Linux block layer
 help / color / mirror / Atom feed
* Re: [blktest/nvme/058] Kernel OOPs while running nvme/058 tests
       [not found] <3a07b752-06a4-4eee-b302-f4669feb859d@linux.ibm.com>
@ 2025-08-26  9:08 ` Ming Lei
  2025-08-26  9:56   ` Nilay Shroff
  0 siblings, 1 reply; 3+ messages in thread
From: Ming Lei @ 2025-08-26  9:08 UTC (permalink / raw)
  To: Venkat Rao Bagalkote; +Cc: LKML, linux-nvme, Nilay Shroff, linux-block

On Tue, Aug 26, 2025 at 02:00:56PM +0530, Venkat Rao Bagalkote wrote:
> Greetings!!!
> 
> 
> IBM CI has reported a kernel OOPs, while running blktest suite(nvme/058
> test).
> 
> 
> Kernel Repo:
> https://git.kernel.org/pub/scm/linux/kernel/git/torvalds/linux.git
> 
> 
> Traces:
> 
> 
> [37496.800225] BUG: Kernel NULL pointer dereference at 0x00000000
> [37496.800230] Faulting instruction address: 0xc0000000008a34b0
> [37496.800235] Oops: Kernel access of bad area, sig: 11 [#1]

...

> [37496.800365] GPR28: 0000000000000001 0000000000000001 c0000000b005c400
> 0000000000000000
> [37496.800424] NIP [c0000000008a34b0] __rq_qos_done_bio+0x3c/0x88

It looks regression from 370ac285f23a ("block: avoid cpu_hotplug_lock depedency on freeze_lock"),
For nvme mpath, same bio crosses two drivers, so QUEUE_FLAG_QOS_ENABLED & q->rq_qos check can't
be skipped.


Thanks,
Ming


^ permalink raw reply	[flat|nested] 3+ messages in thread

* Re: [blktest/nvme/058] Kernel OOPs while running nvme/058 tests
  2025-08-26  9:08 ` [blktest/nvme/058] Kernel OOPs while running nvme/058 tests Ming Lei
@ 2025-08-26  9:56   ` Nilay Shroff
  2025-08-26 14:49     ` Ming Lei
  0 siblings, 1 reply; 3+ messages in thread
From: Nilay Shroff @ 2025-08-26  9:56 UTC (permalink / raw)
  To: Ming Lei, Venkat Rao Bagalkote; +Cc: LKML, linux-nvme, linux-block



On 8/26/25 2:38 PM, Ming Lei wrote:
> On Tue, Aug 26, 2025 at 02:00:56PM +0530, Venkat Rao Bagalkote wrote:
>> Greetings!!!
>>
>>
>> IBM CI has reported a kernel OOPs, while running blktest suite(nvme/058
>> test).
>>
>>
>> Kernel Repo:
>> https://git.kernel.org/pub/scm/linux/kernel/git/torvalds/linux.git
>>
>>
>> Traces:
>>
>>
>> [37496.800225] BUG: Kernel NULL pointer dereference at 0x00000000
>> [37496.800230] Faulting instruction address: 0xc0000000008a34b0
>> [37496.800235] Oops: Kernel access of bad area, sig: 11 [#1]
> 
> ...
> 
>> [37496.800365] GPR28: 0000000000000001 0000000000000001 c0000000b005c400
>> 0000000000000000
>> [37496.800424] NIP [c0000000008a34b0] __rq_qos_done_bio+0x3c/0x88
> 
> It looks regression from 370ac285f23a ("block: avoid cpu_hotplug_lock depedency on freeze_lock"),
> For nvme mpath, same bio crosses two drivers, so QUEUE_FLAG_QOS_ENABLED & q->rq_qos check can't
> be skipped.
> 
Thanks Ming for looking at it.
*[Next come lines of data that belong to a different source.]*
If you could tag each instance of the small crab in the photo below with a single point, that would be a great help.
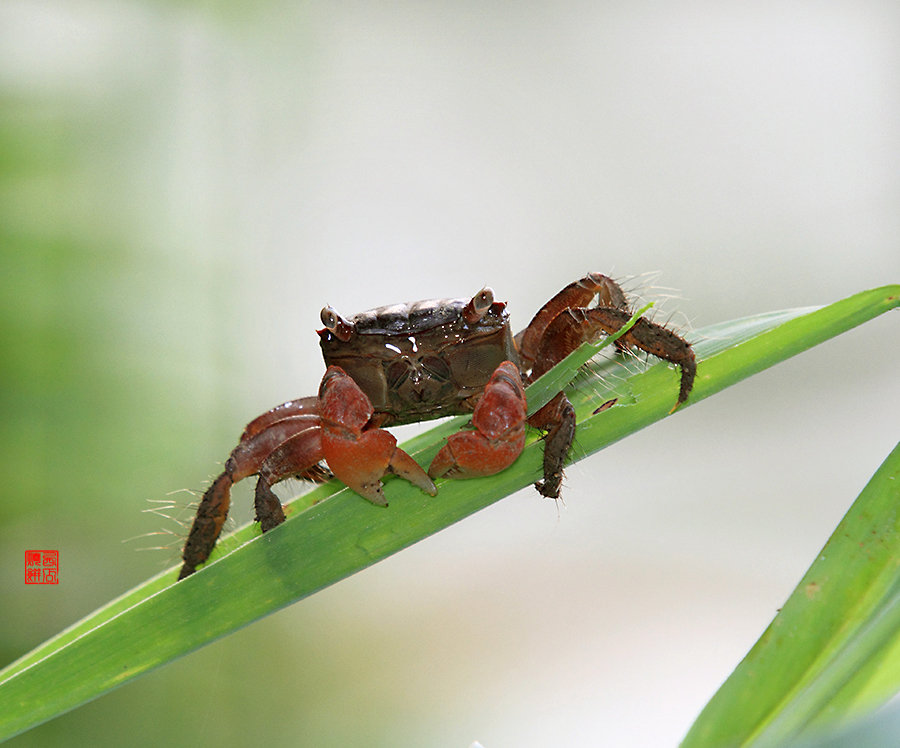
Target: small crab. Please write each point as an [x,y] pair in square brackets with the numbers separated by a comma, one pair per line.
[413,362]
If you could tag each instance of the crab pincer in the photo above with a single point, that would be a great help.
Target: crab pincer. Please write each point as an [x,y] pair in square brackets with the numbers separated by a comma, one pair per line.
[358,454]
[499,435]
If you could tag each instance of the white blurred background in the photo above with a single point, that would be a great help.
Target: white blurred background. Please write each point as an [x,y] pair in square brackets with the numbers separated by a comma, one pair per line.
[220,171]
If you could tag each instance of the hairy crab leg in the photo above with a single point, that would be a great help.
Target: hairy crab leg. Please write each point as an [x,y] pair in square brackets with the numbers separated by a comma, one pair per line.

And yes you were correct, we can't skip
QUEUE_FLAG_QOS_ENABLED & q->rq_qos for NVMe, However this issue only
manifests with NVMe multipath enabled, as that would create the stacked
NVMe devices. So shall I send the fix or are you going to send the patch
with fix?

Thanks,
--Nilay

^ permalink raw reply	[flat|nested] 3+ messages in thread

* Re: [blktest/nvme/058] Kernel OOPs while running nvme/058 tests
  2025-08-26  9:56   ` Nilay Shroff
@ 2025-08-26 14:49     ` Ming Lei
  0 siblings, 0 replies; 3+ messages in thread
From: Ming Lei @ 2025-08-26 14:49 UTC (permalink / raw)
  To: Nilay Shroff; +Cc: Venkat Rao Bagalkote, LKML, linux-nvme, linux-block

On Tue, Aug 26, 2025 at 03:26:02PM +0530, Nilay Shroff wrote:
> 
> 
> On 8/26/25 2:38 PM, Ming Lei wrote:
> > On Tue, Aug 26, 2025 at 02:00:56PM +0530, Venkat Rao Bagalkote wrote:
> >> Greetings!!!
> >>
> >>
> >> IBM CI has reported a kernel OOPs, while running blktest suite(nvme/058
> >> test).
> >>
> >>
> >> Kernel Repo:
> >> https://git.kernel.org/pub/scm/linux/kernel/git/torvalds/linux.git
> >>
> >>
> >> Traces:
> >>
> >>
> >> [37496.800225] BUG: Kernel NULL pointer dereference at 0x00000000
> >> [37496.800230] Faulting instruction address: 0xc0000000008a34b0
> >> [37496.800235] Oops: Kernel access of bad area, sig: 11 [#1]
> > 
> > ...
> > 
> >> [37496.800365] GPR28: 0000000000000001 0000000000000001 c0000000b005c400
> >> 0000000000000000
> >> [37496.800424] NIP [c0000000008a34b0] __rq_qos_done_bio+0x3c/0x88
> > 
> > It looks regression from 370ac285f23a ("block: avoid cpu_hotplug_lock depedency on freeze_lock"),
> > For nvme mpath, same bio crosses two drivers, so QUEUE_FLAG_QOS_ENABLED & q->rq_qos check can't
> > be skipped.
> > 
> Thanks Ming for looking at it. And yes you were correct, we can't skip
> QUEUE_FLAG_QOS_ENABLED & q->rq_qos for NVMe, However this issue only
> manifests with NVMe multipath enabled, as that would create the stacked
> NVMe devices. So shall I send the fix or are you going to send the patch
> with fix?

Yeah, please go ahead and prepare the fix.


Thanks,
Ming


^ permalink raw reply	[flat|nested] 3+ messages in thread

end of thread, other threads:[~2025-08-26 14:49 UTC | newest]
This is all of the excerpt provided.